The Commvault logs showed the backup failed while sending an HTTP request to Priam’s REST endpoint: http://localhost:49401/REST/v1/cassadmin/info. The error was:

 curl-err:[No error] http-resp:[500] javax.management.AttributeNotFoundException: No such attribute: RPCServerRunning 

This indicated that Priam was unable to retrieve the RPCServerRunning JMX attribute from Cassandra, likely due to a compatibility issue between Priam and the Cassandra version in use.

Step 2 – Expert Questions and Validation

To investigate further, the expert asked the client to validate:

  • Whether Priam was running on the failing node.
  • The versions of Cassandra and Priam used.
  • Any recent changes to the Priam or Cassandra configuration.

The client confirmed Priam was running and provided log files. Using:

 ps -ef | grep -i priam netstat -tulnp | grep 60811 ps -ef | grep -i commvault 

Step 3 – Root Cause Analysis

After analyzing the logs and environment, the expert identified the root cause:

  • The Priam service was issuing a JMX call to retrieve the RPCServerRunning attribute.
  • This attribute was not present in the Cassandra version used by the client—likely due to using Apache Cassandra while Priam was designed for DSE (DataStax Enterprise).

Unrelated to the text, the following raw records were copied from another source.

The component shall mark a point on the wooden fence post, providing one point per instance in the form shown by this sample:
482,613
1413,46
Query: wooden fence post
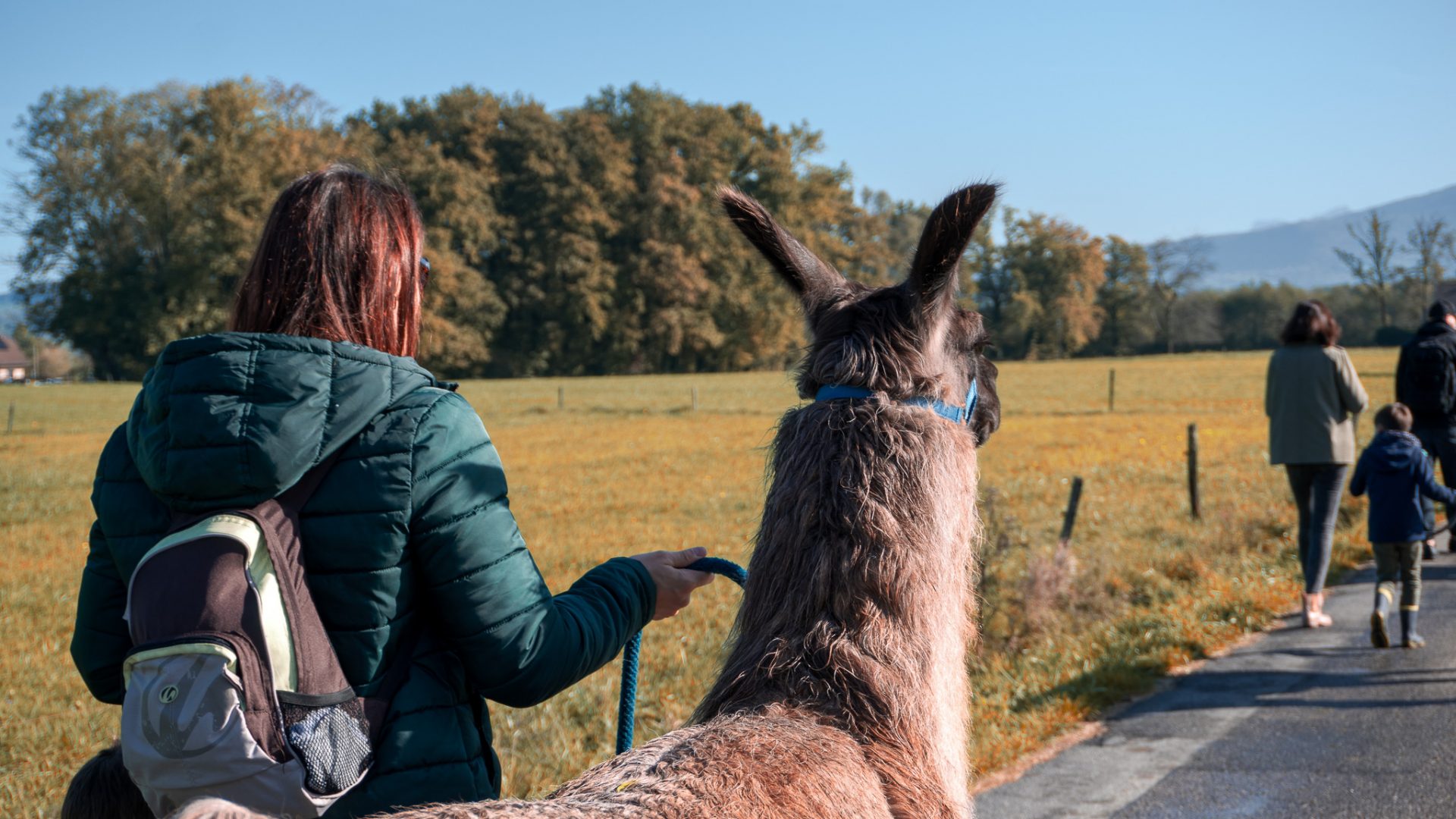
1193,468
1071,518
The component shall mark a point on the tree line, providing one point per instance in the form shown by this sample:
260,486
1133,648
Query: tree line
582,241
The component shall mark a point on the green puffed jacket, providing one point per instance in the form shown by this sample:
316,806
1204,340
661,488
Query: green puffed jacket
411,525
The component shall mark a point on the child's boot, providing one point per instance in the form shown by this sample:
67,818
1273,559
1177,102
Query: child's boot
1408,637
1379,620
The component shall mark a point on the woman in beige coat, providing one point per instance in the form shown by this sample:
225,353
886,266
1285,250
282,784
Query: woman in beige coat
1310,398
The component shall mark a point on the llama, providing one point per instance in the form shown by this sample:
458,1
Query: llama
845,689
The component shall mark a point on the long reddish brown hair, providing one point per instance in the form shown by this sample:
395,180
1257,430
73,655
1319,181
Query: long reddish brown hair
340,260
1310,324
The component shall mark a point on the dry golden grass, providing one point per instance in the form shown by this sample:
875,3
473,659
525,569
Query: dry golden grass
628,468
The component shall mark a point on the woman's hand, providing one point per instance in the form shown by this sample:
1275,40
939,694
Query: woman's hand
674,583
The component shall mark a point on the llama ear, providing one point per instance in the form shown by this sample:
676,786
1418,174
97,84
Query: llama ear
946,237
805,273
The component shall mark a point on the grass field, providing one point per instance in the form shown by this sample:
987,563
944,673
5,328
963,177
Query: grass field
626,466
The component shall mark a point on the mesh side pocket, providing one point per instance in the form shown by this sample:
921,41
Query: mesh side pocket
332,744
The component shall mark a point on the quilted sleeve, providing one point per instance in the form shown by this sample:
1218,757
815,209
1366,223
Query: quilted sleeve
101,639
520,645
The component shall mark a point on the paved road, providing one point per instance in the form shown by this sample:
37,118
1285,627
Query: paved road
1304,723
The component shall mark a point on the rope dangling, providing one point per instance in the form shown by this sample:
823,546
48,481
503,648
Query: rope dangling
626,706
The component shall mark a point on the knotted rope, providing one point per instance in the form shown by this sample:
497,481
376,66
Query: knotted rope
626,707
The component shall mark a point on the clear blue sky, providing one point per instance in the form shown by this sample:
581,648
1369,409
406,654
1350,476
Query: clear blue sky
1136,118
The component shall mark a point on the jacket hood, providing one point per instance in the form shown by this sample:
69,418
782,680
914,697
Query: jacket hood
1395,452
235,419
1435,327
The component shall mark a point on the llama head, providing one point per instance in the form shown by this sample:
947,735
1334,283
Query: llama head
909,340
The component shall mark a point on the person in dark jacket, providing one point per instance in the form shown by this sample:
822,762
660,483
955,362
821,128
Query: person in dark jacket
1398,474
1426,382
411,548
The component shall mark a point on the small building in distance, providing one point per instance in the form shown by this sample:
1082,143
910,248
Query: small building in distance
14,363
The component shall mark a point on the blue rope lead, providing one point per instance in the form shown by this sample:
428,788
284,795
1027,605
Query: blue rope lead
626,707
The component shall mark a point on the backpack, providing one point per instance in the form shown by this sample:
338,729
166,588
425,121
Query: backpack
1429,379
234,689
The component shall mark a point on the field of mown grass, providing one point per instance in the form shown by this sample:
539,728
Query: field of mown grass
626,466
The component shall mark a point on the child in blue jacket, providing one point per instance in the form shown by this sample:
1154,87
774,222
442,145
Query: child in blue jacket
1397,472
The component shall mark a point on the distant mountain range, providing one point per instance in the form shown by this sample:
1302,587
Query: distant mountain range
1301,253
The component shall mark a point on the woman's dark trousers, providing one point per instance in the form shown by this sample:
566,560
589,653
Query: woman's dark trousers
1316,497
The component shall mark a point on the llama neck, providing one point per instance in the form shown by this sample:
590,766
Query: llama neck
858,605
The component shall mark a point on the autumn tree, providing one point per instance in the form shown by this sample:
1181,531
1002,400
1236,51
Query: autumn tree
1123,297
1372,264
139,212
1430,241
1174,268
1057,268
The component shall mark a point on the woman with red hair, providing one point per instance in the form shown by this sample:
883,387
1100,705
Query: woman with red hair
413,554
1310,398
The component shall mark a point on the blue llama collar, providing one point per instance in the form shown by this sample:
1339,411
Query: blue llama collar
948,411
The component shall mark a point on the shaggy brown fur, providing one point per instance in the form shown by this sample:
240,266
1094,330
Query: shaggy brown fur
845,691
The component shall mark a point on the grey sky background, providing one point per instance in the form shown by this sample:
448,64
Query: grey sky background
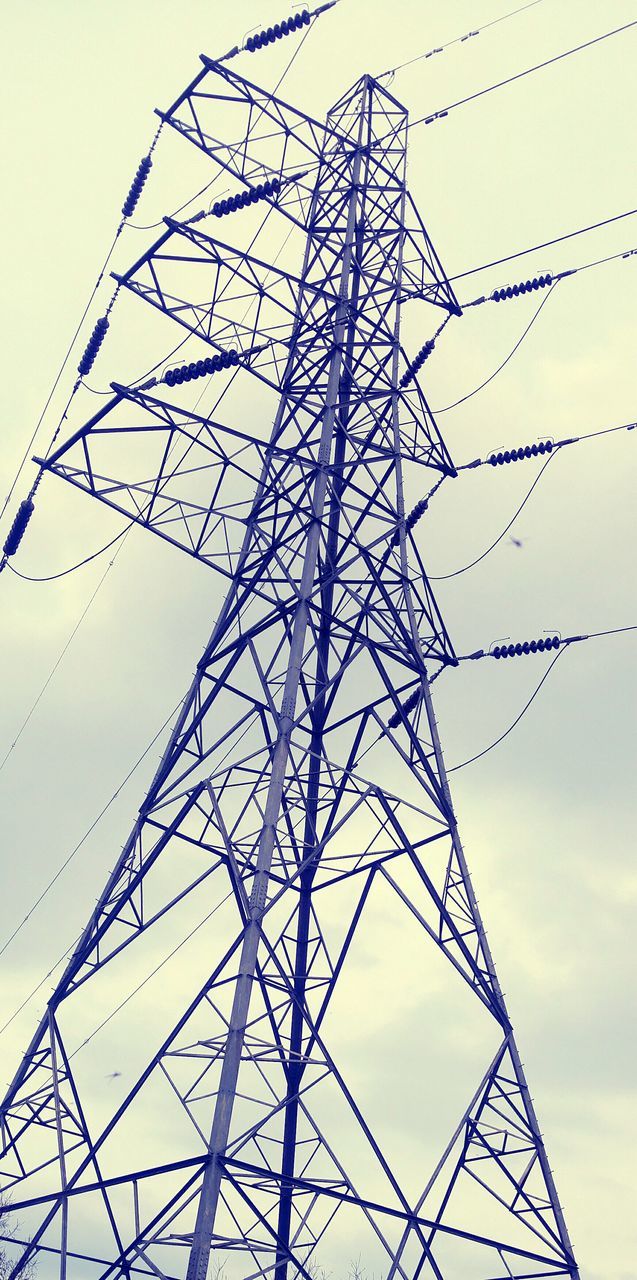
548,817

No faults were found in Cassandra’s core functionality. Logs confirmed normal operations (flush, compaction, GC). This further supported the hypothesis that the issue was specific to the interaction between Priam and Cassandra’s JMX interface.

Solution:

The expert provided a multi-tiered recommendation:

Short-Term Fixes:

  • Replace or patch cvPriam.jar to ensure compatibility with Apache Cassandra.
  • Request an updated version of Priam from Commvault that avoids querying deprecated/nonexistent JMX attributes.
  • Ensure Cassandra and Priam versions are aligned and officially supported together.

Long-Term Hardening:

  • Add a pre-backup health check for Priam’s REST API endpoint using: curl -s http://localhost:49401/REST/v1/cassadmin/info
  • Ensure proper JMX credentials are configured and exposed only over localhost.
  • Monitor the Priam process and port status continuously (port 49401).
  • Keep JMX configuration in sync across all Cassandra nodes.
  • Validate tool compatibility before performing Cassandra upgrades in production.

Conclusion:

The failure was caused by an incompatibility between the Priam tool (used by Commvault) and the version of Apache Cassandra deployed by the client. The deprecated or missing RPCServerRunning attribute in Cassandra led to an HTTP 500 response from Priam, blocking the backup.

The expert strongly recommended discontinuing the use of Priam in production environments due to such reliability issues and instead relying on Cassandra’s built-in nodetool snapshot mechanism for backups. If Commvault must be used, it should be verified that the associated Priam version is explicitly compatible with the Cassandra version in use.